You mention that the connection takes a long time - once the connection is established do operations / queries proceed at a normal speed? If it's just establishing connections that are slow but you can receive result sets at a normal rate I would make sure there are no authentication issues like the site is not properly defined for the database server and it's querying a DC in a remote location, or that it's not using an appropriate DNS server.
If operations are slow after you've established the connection you need to start troubleshooting why the new server is under performing.
Before you can say server A is better than server B, or equivalent, or worse - you really need to have a baseline.
For example - for all my database servers I run a set of SQL IO ( http://www.microsoft.com/en-us/download/details.aspx?id=20163) benchmarks for various read/write permutations. Then before I even install SQL server or anything else I see how the new platform compares to what I was working with before. Keep a history.

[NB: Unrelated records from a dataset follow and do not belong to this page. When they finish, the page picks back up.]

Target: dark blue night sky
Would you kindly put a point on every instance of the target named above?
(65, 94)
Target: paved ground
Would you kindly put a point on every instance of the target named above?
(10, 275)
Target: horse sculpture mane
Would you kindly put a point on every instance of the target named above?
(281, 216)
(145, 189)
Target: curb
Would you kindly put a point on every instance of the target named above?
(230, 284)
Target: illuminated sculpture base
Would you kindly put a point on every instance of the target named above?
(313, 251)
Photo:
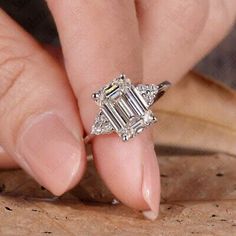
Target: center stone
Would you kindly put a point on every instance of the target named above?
(124, 107)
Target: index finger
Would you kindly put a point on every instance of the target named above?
(100, 39)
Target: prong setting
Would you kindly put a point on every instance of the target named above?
(124, 107)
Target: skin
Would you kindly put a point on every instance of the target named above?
(46, 108)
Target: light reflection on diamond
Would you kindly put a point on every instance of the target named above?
(124, 108)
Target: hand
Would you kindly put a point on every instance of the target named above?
(44, 108)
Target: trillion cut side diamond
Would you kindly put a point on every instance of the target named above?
(101, 125)
(124, 108)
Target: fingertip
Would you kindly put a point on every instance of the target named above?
(125, 167)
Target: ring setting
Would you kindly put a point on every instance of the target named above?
(125, 107)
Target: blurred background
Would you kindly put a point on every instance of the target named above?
(34, 16)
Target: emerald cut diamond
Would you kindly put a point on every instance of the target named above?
(124, 108)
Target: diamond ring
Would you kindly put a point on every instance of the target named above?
(124, 107)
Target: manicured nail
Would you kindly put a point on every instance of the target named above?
(151, 188)
(50, 153)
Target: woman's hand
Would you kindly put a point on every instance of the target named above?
(45, 107)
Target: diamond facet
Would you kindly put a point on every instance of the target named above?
(124, 108)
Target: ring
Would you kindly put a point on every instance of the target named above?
(124, 107)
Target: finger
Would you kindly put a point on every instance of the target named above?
(177, 34)
(102, 41)
(38, 116)
(6, 162)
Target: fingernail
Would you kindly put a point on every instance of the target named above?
(151, 188)
(50, 153)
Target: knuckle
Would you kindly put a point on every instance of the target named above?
(13, 89)
(190, 17)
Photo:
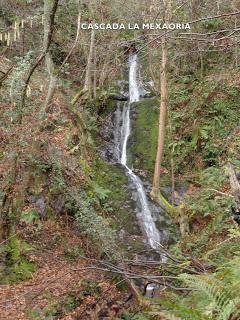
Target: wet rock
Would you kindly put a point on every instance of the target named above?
(39, 204)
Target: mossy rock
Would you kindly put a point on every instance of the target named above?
(143, 139)
(17, 266)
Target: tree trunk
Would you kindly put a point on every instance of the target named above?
(161, 131)
(48, 58)
(88, 77)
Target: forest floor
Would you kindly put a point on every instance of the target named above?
(62, 287)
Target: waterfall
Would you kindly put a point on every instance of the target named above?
(145, 217)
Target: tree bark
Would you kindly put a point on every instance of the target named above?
(88, 77)
(48, 4)
(47, 43)
(161, 131)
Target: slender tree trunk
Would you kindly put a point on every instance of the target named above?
(88, 77)
(95, 75)
(48, 58)
(161, 131)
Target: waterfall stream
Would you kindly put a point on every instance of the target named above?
(145, 217)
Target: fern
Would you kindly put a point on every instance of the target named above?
(219, 299)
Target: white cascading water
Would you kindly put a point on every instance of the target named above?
(146, 220)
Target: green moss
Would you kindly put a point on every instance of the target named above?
(143, 140)
(118, 203)
(18, 267)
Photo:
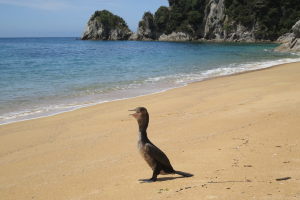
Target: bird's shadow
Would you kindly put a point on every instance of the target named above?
(161, 179)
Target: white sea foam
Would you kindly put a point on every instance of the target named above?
(149, 86)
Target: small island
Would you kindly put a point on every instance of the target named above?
(198, 20)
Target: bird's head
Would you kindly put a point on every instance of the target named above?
(142, 116)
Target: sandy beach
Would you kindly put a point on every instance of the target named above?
(236, 134)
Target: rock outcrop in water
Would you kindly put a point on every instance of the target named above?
(222, 20)
(291, 41)
(104, 25)
(147, 28)
(214, 20)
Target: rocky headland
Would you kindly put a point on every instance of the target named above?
(103, 25)
(290, 41)
(204, 20)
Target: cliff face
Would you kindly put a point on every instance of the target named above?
(217, 20)
(222, 20)
(103, 25)
(147, 28)
(291, 41)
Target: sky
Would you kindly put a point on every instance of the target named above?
(65, 18)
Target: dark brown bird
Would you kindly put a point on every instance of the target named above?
(155, 157)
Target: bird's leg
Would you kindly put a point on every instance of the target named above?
(156, 171)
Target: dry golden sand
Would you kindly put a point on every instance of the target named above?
(236, 134)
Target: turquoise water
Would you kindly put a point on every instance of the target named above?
(45, 76)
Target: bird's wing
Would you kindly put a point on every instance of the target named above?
(158, 155)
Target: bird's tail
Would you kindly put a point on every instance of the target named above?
(185, 174)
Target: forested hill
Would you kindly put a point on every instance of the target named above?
(244, 20)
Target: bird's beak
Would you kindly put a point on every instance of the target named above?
(133, 114)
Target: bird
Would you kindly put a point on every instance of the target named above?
(155, 157)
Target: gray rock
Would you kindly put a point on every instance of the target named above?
(285, 38)
(175, 37)
(296, 29)
(291, 41)
(214, 19)
(103, 25)
(147, 28)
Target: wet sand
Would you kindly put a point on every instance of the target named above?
(236, 134)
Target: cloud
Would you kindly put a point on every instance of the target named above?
(38, 4)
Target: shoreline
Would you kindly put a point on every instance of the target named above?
(80, 106)
(237, 134)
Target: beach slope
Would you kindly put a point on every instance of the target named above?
(236, 134)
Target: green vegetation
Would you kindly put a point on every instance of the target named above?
(272, 17)
(182, 16)
(109, 20)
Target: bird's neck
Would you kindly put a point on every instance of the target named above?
(143, 136)
(143, 125)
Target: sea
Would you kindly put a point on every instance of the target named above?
(45, 76)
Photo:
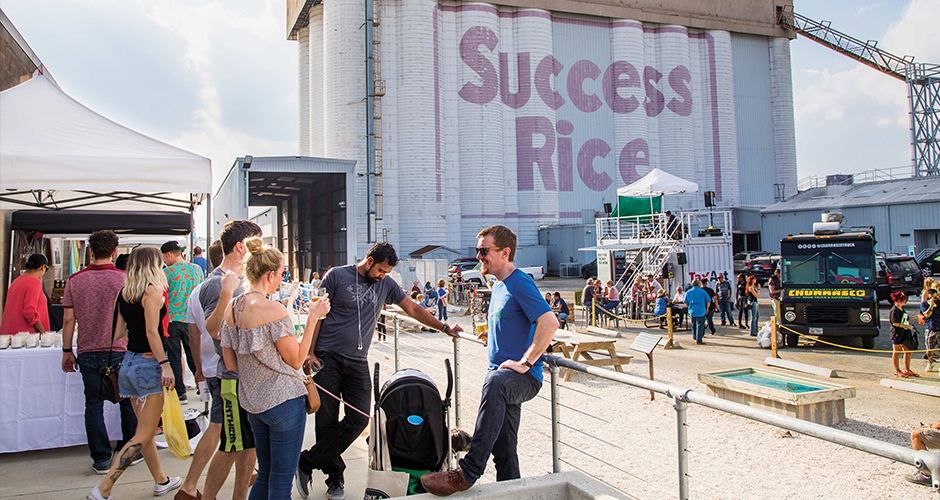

The same with network performance - you can use something like iperf to measure the raw bandwidth between to machines on the same subnet, different subnets, different OSs
I would start with basic tests like this to see if anything jumps out. Just because the new server looks more powerful on paper doesn't mean it actually is. If these look good then start benchmarking actual operations within SQL server.
VMs can easily be constrained by other load on their hosts. Perhaps the database server has its storage in a storage aggregate which is overutlized, or overutlized CPUs.
See if the raw stats look good, then look to see if it's something specific to the product configuration (sql server in this) case.